Turberville explained that she is against the death penalty because of the damaging repercussions it can have on the criminal justice system. As she stated, “Those with the capital don’t get the punishment,” revealing how the death penalty threatens the integrity of due process and is biased towards sentencing poorer citizens who cannot pay to defend themselves with quality lawyers. Likewise, the death penalty perpetuates America’s legacy of violent discrimination against people of color, which Turberville noted should be reason enough to repeal it. As Turberville explained, repealing the death penalty “can take implicit and explicit biases” out of the criminal justice system or at least help eliminate the risk of those biases.

Turberville also argued that the death penalty is extremely costly for states. As an example, she pointed out that California recently spent four billion dollars on just 14 death row cases. To further deter audience members from supporting capital punishment, Turberville revealed that countries such as China, Yemen, Sudan, North Korea, Saudi Arabia, Iran and Iraq, along with the United States, are among the few countries that have carried out the death penalty in the past five years.

Blecker structured his twenty-minute speech as a series of rebuttals against Turberville’s argument. To Blecker, the idea that the criminal justice system will be fixed by replacing the death penalty with life without parole “is absolutely absurd.” In the beginning of his speech, he mentioned a few times that he had spent many hours in prisons, and he knew the conditions in which the prisoners were living.

Blecker described himself as a retributionist, meaning that he is committed to ending the conviction of innocent people to the death penalty while making sure that “punishment matches the crime” for those who are not innocent.

He continued his speech by trying to refute Turberville’s argument that the death penalty perpetuates racial biases and discrimination in America, claiming instead that racial prejudice is not a factor in death penalty sentences. Although he admitted that it is much more likely that a person would be sentenced to death row if the victim were white rather than black, he maintained that this “does not mean that we devalue black life, or that that should be the only interpretation.”

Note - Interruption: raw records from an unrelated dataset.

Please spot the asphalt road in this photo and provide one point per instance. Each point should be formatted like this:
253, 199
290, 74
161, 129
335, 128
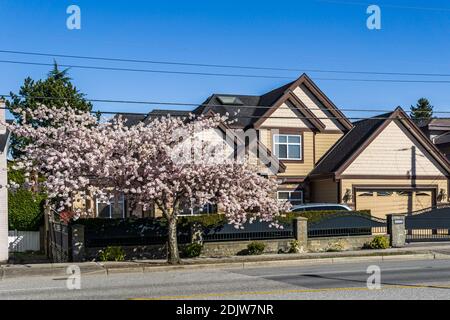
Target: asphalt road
429, 279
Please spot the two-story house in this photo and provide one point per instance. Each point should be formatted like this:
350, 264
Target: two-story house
385, 163
438, 131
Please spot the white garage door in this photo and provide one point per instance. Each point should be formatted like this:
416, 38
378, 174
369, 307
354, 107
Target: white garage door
382, 202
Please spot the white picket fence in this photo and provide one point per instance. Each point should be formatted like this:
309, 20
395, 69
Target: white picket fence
22, 241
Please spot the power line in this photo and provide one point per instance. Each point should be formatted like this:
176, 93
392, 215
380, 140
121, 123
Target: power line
185, 104
97, 58
394, 6
236, 75
237, 116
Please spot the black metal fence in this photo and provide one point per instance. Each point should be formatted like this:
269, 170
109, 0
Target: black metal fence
430, 225
130, 233
60, 246
347, 225
250, 231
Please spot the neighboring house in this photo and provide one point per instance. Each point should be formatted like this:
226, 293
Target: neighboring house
4, 136
385, 165
438, 130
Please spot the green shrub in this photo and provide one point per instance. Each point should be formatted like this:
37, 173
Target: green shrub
25, 208
294, 247
255, 248
208, 220
112, 254
316, 216
336, 246
192, 250
378, 242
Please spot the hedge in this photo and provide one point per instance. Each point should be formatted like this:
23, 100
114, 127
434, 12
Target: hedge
25, 208
210, 221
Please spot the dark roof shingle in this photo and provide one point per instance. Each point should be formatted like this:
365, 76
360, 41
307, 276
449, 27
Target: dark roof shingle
348, 144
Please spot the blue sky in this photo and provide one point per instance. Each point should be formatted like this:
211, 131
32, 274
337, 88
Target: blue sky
303, 34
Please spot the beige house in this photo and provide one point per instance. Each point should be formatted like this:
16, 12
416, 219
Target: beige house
4, 138
385, 164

Blecker concluded his speech with a string of dramatic, devastating anecdotes of especially violent crimes. Many of these anecdotes involved graphic descriptions of violence committed against women. At the conclusion of his speech, Blecker described the comfortable conditions of the prisons he had visited, claiming that prisoners played baseball and even suntanned. He argued that prisoners should not have any access to commissary and should instead be subjected solely to eating “nutri-loaves,” which he claimed held all nutritional requirements needed to sustain human life.

In their short rebuttal speeches, Turberville and Blecker attempted to offer more nuanced views of their positions. Turberville revealed that although she supports life without parole in place of the death penalty, she ultimately thinks that deescalating life sentences is also essential to fixing the broken American prison system. To counter Blecker’s claim about the conditions of prisons, Turberville explained that prisoners do not receive fair treatment while in prison, nor do they enjoy in lavish—or even standard—living conditions. She argued that prison conditions should be as similar to the free world as possible, because the majority of prisoners will one day be returning to the free world.

In his rebuttal, Blecker continued to offer more emotionally jarring anecdotes of what he nebulously described as “the worst of the worst of the worst” criminals, claiming that he has met several of these criminals and believes they deserve to die.

The subsequent question and answer section was perhaps best summarized by Professor of Sociology Yvonne Zylan’s question to Blecker in which she asked him to, “Tell us your principle, not your story.” Although the following questions asked by audience members suggested that the issue of capital punishment remained divisive, it seemed evident that the majority of audience members in the auditorium supported Turberville’s position by the end of the forum.